The game, of course, was never played. With members of both teams suffering from symptoms of Spanish flu, Muldoon announced that the game was off: the series would remain undecided. From Seattle’s Ice Arena, the focus now shifted to the city’s Providence Hospital, to which several of the local Mets were transferred. As for the Canadiens, five players were ill, along with manager George Kennedy. While Habs’ coach and captain Newsy Lalonde, Bert Corbeau, and Louis Berlinguette were under medical care in their rooms at the Georgian Hotel, the team’s two worst cases, Joe Hall and Jack McDonald, were admitted to the Columbus Sanitarium. As has been much discussed in this strange, unsettling we’re living through a century later, all the hockey patients but one survived the 1919 virus. On Saturday, April 5, a week after he’d skated in his last hockey game, Joe Hall died of pneumonia. He was 37. He was buried three days later in Vancouver.

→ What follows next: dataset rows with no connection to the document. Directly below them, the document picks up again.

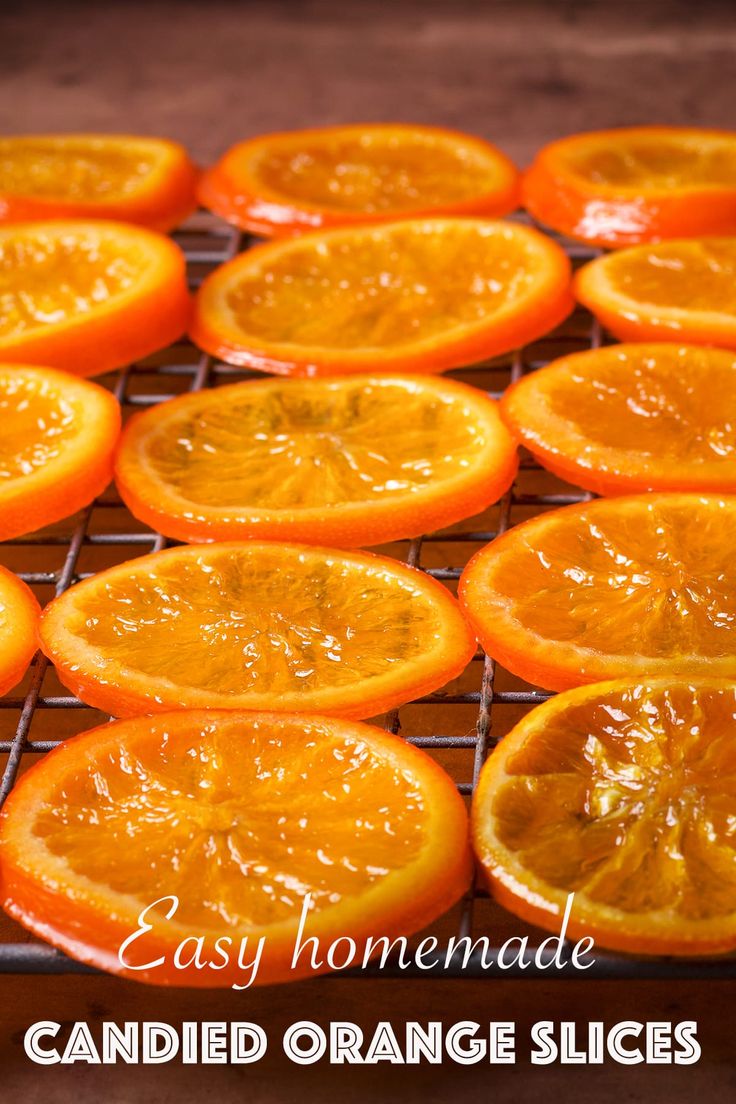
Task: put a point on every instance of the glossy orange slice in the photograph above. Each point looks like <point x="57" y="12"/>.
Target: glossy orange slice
<point x="88" y="296"/>
<point x="343" y="462"/>
<point x="671" y="292"/>
<point x="55" y="448"/>
<point x="238" y="817"/>
<point x="149" y="181"/>
<point x="637" y="586"/>
<point x="416" y="296"/>
<point x="622" y="794"/>
<point x="633" y="184"/>
<point x="298" y="180"/>
<point x="256" y="626"/>
<point x="19" y="614"/>
<point x="633" y="417"/>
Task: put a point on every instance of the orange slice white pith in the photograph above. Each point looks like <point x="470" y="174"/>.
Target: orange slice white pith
<point x="280" y="183"/>
<point x="238" y="817"/>
<point x="256" y="626"/>
<point x="622" y="794"/>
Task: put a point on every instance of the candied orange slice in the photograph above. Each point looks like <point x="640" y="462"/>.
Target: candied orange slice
<point x="622" y="794"/>
<point x="631" y="417"/>
<point x="300" y="180"/>
<point x="56" y="446"/>
<point x="672" y="292"/>
<point x="617" y="188"/>
<point x="256" y="626"/>
<point x="88" y="296"/>
<point x="234" y="819"/>
<point x="19" y="614"/>
<point x="417" y="296"/>
<point x="342" y="462"/>
<point x="149" y="181"/>
<point x="616" y="587"/>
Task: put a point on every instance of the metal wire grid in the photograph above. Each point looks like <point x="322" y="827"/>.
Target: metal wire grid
<point x="208" y="243"/>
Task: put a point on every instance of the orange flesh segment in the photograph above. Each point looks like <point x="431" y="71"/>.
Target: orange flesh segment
<point x="376" y="171"/>
<point x="39" y="423"/>
<point x="641" y="416"/>
<point x="257" y="625"/>
<point x="245" y="808"/>
<point x="609" y="588"/>
<point x="622" y="794"/>
<point x="19" y="615"/>
<point x="671" y="290"/>
<point x="56" y="452"/>
<point x="77" y="170"/>
<point x="371" y="298"/>
<point x="692" y="276"/>
<point x="240" y="816"/>
<point x="362" y="458"/>
<point x="313" y="444"/>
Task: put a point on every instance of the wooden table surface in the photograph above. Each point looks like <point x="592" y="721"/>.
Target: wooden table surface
<point x="208" y="74"/>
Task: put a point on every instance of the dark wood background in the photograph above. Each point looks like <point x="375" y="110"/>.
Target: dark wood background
<point x="210" y="73"/>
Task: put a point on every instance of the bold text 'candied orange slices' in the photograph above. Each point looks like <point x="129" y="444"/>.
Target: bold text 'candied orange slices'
<point x="418" y="296"/>
<point x="88" y="296"/>
<point x="301" y="180"/>
<point x="616" y="587"/>
<point x="632" y="417"/>
<point x="668" y="292"/>
<point x="616" y="188"/>
<point x="342" y="462"/>
<point x="622" y="794"/>
<point x="149" y="181"/>
<point x="233" y="819"/>
<point x="19" y="615"/>
<point x="59" y="435"/>
<point x="256" y="626"/>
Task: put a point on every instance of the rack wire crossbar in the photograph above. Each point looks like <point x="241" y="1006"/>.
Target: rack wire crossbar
<point x="206" y="244"/>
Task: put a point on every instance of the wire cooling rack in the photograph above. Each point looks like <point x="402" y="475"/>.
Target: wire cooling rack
<point x="458" y="725"/>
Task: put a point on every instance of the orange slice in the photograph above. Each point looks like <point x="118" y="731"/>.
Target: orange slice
<point x="342" y="462"/>
<point x="88" y="296"/>
<point x="631" y="417"/>
<point x="636" y="586"/>
<point x="149" y="181"/>
<point x="281" y="183"/>
<point x="617" y="188"/>
<point x="56" y="446"/>
<point x="671" y="292"/>
<point x="238" y="817"/>
<point x="622" y="794"/>
<point x="416" y="296"/>
<point x="19" y="614"/>
<point x="256" y="626"/>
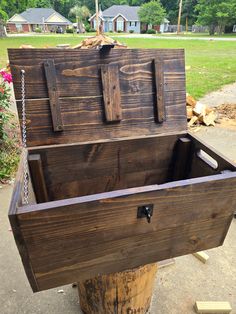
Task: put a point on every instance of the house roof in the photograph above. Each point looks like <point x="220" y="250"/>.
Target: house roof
<point x="40" y="15"/>
<point x="130" y="12"/>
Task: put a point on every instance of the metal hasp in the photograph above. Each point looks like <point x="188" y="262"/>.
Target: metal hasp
<point x="145" y="211"/>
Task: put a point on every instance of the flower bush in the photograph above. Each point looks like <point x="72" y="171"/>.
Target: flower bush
<point x="9" y="134"/>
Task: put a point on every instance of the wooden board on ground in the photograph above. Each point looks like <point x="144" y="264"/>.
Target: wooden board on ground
<point x="202" y="256"/>
<point x="211" y="307"/>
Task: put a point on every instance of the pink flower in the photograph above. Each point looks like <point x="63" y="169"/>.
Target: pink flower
<point x="7" y="77"/>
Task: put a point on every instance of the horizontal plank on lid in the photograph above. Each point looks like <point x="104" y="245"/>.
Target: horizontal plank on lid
<point x="82" y="124"/>
<point x="79" y="85"/>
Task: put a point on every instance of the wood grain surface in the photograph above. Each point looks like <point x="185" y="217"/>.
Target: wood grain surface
<point x="78" y="170"/>
<point x="80" y="238"/>
<point x="126" y="292"/>
<point x="80" y="93"/>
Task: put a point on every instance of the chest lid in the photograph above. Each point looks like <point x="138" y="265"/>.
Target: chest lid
<point x="75" y="96"/>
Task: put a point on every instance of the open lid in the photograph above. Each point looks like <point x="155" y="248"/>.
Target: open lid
<point x="85" y="95"/>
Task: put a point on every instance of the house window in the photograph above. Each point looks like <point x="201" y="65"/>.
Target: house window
<point x="19" y="27"/>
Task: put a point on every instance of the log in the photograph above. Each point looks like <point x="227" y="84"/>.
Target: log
<point x="124" y="292"/>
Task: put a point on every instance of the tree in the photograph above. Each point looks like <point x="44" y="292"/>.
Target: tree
<point x="81" y="13"/>
<point x="152" y="13"/>
<point x="215" y="13"/>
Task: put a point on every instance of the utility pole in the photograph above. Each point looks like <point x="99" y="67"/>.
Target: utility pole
<point x="97" y="18"/>
<point x="179" y="17"/>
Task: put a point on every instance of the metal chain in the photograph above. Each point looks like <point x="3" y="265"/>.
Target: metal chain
<point x="24" y="142"/>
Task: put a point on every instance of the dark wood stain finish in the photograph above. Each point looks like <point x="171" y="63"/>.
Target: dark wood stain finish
<point x="90" y="179"/>
<point x="50" y="74"/>
<point x="111" y="92"/>
<point x="80" y="93"/>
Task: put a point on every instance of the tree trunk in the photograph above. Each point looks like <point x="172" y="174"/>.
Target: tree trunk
<point x="2" y="29"/>
<point x="126" y="292"/>
<point x="79" y="26"/>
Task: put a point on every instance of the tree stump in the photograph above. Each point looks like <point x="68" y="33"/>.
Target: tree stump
<point x="127" y="292"/>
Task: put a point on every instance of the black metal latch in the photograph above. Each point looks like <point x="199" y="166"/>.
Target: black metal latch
<point x="145" y="211"/>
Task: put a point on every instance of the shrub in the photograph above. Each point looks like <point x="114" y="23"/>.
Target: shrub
<point x="69" y="31"/>
<point x="38" y="30"/>
<point x="9" y="138"/>
<point x="88" y="28"/>
<point x="151" y="31"/>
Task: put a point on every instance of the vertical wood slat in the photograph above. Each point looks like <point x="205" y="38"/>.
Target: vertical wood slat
<point x="159" y="81"/>
<point x="50" y="73"/>
<point x="182" y="159"/>
<point x="111" y="92"/>
<point x="37" y="176"/>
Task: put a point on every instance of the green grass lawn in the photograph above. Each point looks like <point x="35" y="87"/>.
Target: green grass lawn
<point x="212" y="63"/>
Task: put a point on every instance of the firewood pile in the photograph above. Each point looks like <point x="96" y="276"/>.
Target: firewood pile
<point x="199" y="113"/>
<point x="98" y="41"/>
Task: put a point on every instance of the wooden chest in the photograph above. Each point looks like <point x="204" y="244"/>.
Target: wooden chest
<point x="116" y="181"/>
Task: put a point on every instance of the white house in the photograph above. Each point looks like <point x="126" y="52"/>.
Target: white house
<point x="123" y="18"/>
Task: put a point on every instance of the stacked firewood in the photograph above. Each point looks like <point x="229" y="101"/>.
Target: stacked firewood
<point x="198" y="113"/>
<point x="98" y="41"/>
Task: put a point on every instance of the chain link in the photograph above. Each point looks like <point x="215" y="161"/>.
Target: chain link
<point x="24" y="142"/>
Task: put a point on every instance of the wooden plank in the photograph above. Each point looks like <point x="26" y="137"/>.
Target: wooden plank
<point x="166" y="262"/>
<point x="207" y="307"/>
<point x="101" y="167"/>
<point x="159" y="81"/>
<point x="38" y="179"/>
<point x="50" y="74"/>
<point x="199" y="167"/>
<point x="111" y="92"/>
<point x="16" y="202"/>
<point x="66" y="241"/>
<point x="202" y="256"/>
<point x="80" y="94"/>
<point x="182" y="159"/>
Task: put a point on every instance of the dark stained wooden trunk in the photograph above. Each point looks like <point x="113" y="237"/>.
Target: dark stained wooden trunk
<point x="106" y="139"/>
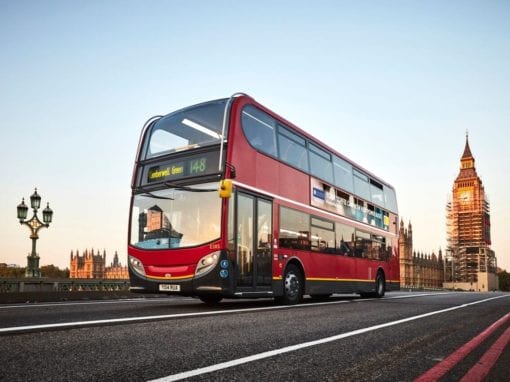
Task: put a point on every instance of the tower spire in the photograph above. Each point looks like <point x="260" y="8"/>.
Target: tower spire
<point x="467" y="150"/>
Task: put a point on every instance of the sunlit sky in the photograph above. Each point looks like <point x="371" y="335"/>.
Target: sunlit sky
<point x="393" y="85"/>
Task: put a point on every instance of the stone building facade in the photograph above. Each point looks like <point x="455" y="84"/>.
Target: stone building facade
<point x="92" y="265"/>
<point x="418" y="270"/>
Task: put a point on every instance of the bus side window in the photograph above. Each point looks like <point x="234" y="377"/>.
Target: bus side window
<point x="344" y="239"/>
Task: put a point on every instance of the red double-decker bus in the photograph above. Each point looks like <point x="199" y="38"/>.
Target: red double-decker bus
<point x="232" y="201"/>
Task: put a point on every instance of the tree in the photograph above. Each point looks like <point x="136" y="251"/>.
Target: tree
<point x="12" y="272"/>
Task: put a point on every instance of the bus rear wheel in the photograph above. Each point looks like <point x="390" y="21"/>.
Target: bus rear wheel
<point x="292" y="286"/>
<point x="210" y="299"/>
<point x="380" y="285"/>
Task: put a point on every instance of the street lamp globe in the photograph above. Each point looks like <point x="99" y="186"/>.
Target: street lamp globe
<point x="35" y="200"/>
<point x="22" y="210"/>
<point x="47" y="214"/>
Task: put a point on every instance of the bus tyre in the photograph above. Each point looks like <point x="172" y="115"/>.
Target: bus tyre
<point x="380" y="285"/>
<point x="292" y="286"/>
<point x="210" y="299"/>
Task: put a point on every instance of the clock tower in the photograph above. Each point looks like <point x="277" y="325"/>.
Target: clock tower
<point x="468" y="228"/>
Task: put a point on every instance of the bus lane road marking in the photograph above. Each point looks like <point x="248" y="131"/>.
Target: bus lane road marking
<point x="76" y="324"/>
<point x="482" y="368"/>
<point x="288" y="349"/>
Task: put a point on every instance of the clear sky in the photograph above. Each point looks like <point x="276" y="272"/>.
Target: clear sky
<point x="393" y="85"/>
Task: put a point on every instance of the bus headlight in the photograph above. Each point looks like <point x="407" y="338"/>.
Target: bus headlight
<point x="207" y="263"/>
<point x="136" y="265"/>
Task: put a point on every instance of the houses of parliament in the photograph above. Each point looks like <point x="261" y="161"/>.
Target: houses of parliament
<point x="469" y="263"/>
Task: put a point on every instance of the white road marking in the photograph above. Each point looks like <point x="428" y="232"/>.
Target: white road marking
<point x="287" y="349"/>
<point x="17" y="329"/>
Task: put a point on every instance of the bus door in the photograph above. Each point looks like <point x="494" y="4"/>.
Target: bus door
<point x="254" y="223"/>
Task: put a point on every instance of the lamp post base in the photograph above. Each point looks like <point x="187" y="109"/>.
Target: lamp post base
<point x="33" y="269"/>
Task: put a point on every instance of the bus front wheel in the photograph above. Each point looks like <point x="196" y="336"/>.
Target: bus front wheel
<point x="292" y="286"/>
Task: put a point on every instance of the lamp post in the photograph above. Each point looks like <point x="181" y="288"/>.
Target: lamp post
<point x="35" y="225"/>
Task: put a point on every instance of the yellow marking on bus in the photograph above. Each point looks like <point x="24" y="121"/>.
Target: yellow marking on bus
<point x="330" y="279"/>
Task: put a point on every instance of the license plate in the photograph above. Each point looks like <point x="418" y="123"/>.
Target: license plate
<point x="169" y="288"/>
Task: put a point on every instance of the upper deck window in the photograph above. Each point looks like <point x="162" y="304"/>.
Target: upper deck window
<point x="292" y="148"/>
<point x="195" y="126"/>
<point x="320" y="163"/>
<point x="343" y="174"/>
<point x="259" y="129"/>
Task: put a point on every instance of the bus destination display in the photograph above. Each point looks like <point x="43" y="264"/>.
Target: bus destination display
<point x="195" y="165"/>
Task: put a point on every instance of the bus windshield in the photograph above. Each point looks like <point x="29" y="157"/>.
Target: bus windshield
<point x="176" y="218"/>
<point x="195" y="126"/>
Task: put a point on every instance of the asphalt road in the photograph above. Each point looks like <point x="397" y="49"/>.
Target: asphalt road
<point x="397" y="338"/>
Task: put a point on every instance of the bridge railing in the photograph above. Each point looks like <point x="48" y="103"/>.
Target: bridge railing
<point x="13" y="285"/>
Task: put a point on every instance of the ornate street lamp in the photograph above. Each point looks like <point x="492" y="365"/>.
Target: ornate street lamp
<point x="35" y="225"/>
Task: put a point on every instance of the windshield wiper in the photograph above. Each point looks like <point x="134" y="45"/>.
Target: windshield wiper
<point x="190" y="189"/>
<point x="150" y="194"/>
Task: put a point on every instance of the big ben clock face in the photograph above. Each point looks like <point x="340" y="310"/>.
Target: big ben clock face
<point x="466" y="196"/>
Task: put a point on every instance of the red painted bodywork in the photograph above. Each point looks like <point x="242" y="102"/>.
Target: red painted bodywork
<point x="288" y="187"/>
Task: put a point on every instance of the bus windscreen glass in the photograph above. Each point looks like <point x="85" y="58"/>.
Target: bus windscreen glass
<point x="193" y="127"/>
<point x="176" y="218"/>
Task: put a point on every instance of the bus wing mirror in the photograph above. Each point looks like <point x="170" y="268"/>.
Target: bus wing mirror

Commemorating the grim anniversary of those incomplete Stanley Cup finals, illustrator Robert Ullman has a graphic feature, Skating On Thin Ice, up this week at The Nib, the online journal of political and non-fictional comics out of Portland, Oregon: you can find it here. A hockey fan ever since the day, as an 8-year-old, he watched the U.S. Olympic team overthrow the mighty Soviets in 1980, Ullman lives and draws in Richmond, Virginia. His ongoing series of puckish history books, Old-Timey Hockey Tales, is worth tracking down.

(Images courtesy of Robert Ullman)

called off, 1919

With the NHL looking like it will today follow the NBA’s decision last night to suspend its season indefinitely due to the coronavirus pandemic, a grim glance back to 1919 when the Stanley Cup Finals were abandoned in Seattle before a winner could be decided. As reported here in a Vancouver newspaper, on Tuesday, April 1 of that year, with the Montreal Canadiens and Seattle Metropolitans set to play a sixth and deciding game for hockey’s championship, the series was called off as an outbreak of the virulent Spanish flu sickened players from both teams. It was the first time since the Stanley Cup was inaugurated in 1893 that it went unwon. (The only other Cupless year — to date — was 2005, when a labor dispute wiped out the NHL season.) For Montreal defenceman Joe Hall, the outcome was as dire as it could have been — on April 5, 1919, at three o’clock in the afternoon, he died at Seattle’s Columbus Sanitarium.